È da questa intuizione che prende forma la storia scritta e messa in scena dal racconta storie Andrea Jacot-Descombes, proposta in occasione dell’inaugurazione della “Via dei presepi” di Moghegno, di cui avevamo parlato lo scorso 14 dicembre.
Le statuine entrano nelle case
Riscoperto il significato simbolico delle statuine, don Giustino decide di portarle di nascosto nelle case degli abitanti, nella speranza che possano aiutare a risolvere piccoli e grandi problemi quotidiani. La statuina del panettiere, simbolo della pazienza, viene lasciata nella mensa di un’azienda per riscoprire il valore del pane fresco. Il musico, che rappresenta la memoria, arriva in una casa anziani, dove nessuno suona più. La lavandaia, simbolo della perseveranza, lava il vessillo della filarmonica che fatica a trovare nuovi membri.

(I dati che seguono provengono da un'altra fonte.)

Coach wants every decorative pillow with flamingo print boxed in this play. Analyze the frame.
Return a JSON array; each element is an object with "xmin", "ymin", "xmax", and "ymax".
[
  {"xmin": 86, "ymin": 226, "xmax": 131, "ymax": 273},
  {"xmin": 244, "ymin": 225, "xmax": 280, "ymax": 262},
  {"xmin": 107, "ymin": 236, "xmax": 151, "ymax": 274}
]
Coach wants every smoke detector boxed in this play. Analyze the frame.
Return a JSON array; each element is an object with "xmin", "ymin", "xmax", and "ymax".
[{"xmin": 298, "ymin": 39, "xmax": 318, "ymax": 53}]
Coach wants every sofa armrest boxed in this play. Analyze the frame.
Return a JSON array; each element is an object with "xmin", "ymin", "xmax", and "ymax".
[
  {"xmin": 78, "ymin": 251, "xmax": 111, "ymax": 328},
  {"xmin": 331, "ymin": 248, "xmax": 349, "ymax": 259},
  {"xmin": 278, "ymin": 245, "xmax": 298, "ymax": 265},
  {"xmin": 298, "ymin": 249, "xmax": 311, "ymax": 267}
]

In ogni casa don Giustino lascia un cestino con delle lettere firmate “a nome delle statuine”, che invitano a riflettere sui valori del presepe: come la pazienza necessaria per avere il pane fresco o la perseveranza per far vivere una tradizione. Poco alla volta gli abitanti comprendono che dietro quelle statuine ci sono significati profondi.
Consapevoli di ciò che il presepe rappresenta, gli abitanti scrivono al sindaco chiedendo di mantenere il presepe meccanico. Decidono inoltre di creare i propri presepi e di esporli, rendendo visibili a tutti i valori che vogliono custodire.
Una storia che unisce
«Sono stato molto contento: la sala era gremita di persone di ogni età. La storia è stata accolta molto bene ed è stato apprezzato il fatto che siano stati messi al centro valori del cristianesimo, ma in realtà universali», racconta Andrea Jacot-Descombes.
La sua storia nasce anche da un legame personale con il presepe: «È una tradizione che ho ereditato dalla mia famiglia. L’ho sempre fatto con mia madre, che ora non c’è più. Ho ancora i personaggi di quando ero piccolo. È legato al mio essere cattolico, ma credo che ciò che trasmette vada oltre il cristianesimo e riguardi tutti, indipendentemente dalla religione».